Dendritic network structure and dispersal affect temporal dynamics of diversity and species persistence

Landscape connectivity structure, specifically the dendritic network structure of rivers, is expected to influence community diversity dynamics by altering dispersal patterns, and subsequently the unfolding of species interactions. However, previous comparative and experimental work on dendritic metacommunities has studied diversity mostly from an equilibrium perspective. Here we investigated the effect of dendritic versus linear network structure on local (alpha-diversity), among (beta-diversity) and total (gamma-diversity) temporal species community diversity dynamics. Using a combination of microcosm experiments, which allowed for active dispersal of 14 protists and a rotifer species, and numerical analyses, we demonstrate the general importance of spatial network configuration and basic life history tradeoffs as driving factors of different diversity patterns in linear and dendritic systems.

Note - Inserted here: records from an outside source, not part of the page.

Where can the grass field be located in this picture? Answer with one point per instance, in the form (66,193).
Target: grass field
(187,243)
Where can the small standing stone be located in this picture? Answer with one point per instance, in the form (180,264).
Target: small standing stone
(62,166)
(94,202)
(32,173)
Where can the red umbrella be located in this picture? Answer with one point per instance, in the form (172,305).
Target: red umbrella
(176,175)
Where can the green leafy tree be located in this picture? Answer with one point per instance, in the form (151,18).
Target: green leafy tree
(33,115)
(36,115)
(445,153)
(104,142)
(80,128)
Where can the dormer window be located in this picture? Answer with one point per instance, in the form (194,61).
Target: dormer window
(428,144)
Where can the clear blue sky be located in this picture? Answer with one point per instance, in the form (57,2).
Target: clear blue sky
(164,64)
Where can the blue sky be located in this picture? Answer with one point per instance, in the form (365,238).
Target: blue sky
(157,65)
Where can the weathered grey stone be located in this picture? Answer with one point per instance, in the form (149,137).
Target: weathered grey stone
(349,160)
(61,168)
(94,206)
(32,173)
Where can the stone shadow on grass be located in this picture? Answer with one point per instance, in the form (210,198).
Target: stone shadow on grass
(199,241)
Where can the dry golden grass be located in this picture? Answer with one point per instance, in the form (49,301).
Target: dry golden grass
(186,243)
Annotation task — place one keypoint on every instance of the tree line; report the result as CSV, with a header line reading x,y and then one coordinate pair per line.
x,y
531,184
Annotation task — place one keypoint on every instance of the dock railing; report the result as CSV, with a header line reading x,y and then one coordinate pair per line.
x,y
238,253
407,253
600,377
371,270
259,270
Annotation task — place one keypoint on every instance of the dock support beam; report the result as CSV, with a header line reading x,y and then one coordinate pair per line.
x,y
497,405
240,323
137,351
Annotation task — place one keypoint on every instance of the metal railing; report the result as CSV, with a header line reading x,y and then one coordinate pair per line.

We experimentally found that community diversity patterns were shaped by the interaction of dispersal within the networks and local species interactions. Specifically, alpha-diversity remained higher in dendritic networks over time, especially at highly connected sites. beta-diversity was initially greater in linear networks, due to increased dispersal limitation, but became more similar to beta-diversity in dendritic networks over time. Comparing the experimental results with a neutral metacommunity model we found that dispersal and network connectivity alone may, to a large extent, explain alpha- and beta-diversity dynamics. However, additional mechanisms, such as variation in carrying capacity and competition-colonization tradeoffs, were needed in the model to capture the detailed temporal diversity dynamics of the experiments, such as a general decline in gamma-diversity and long-term dynamics in alpha-diversity.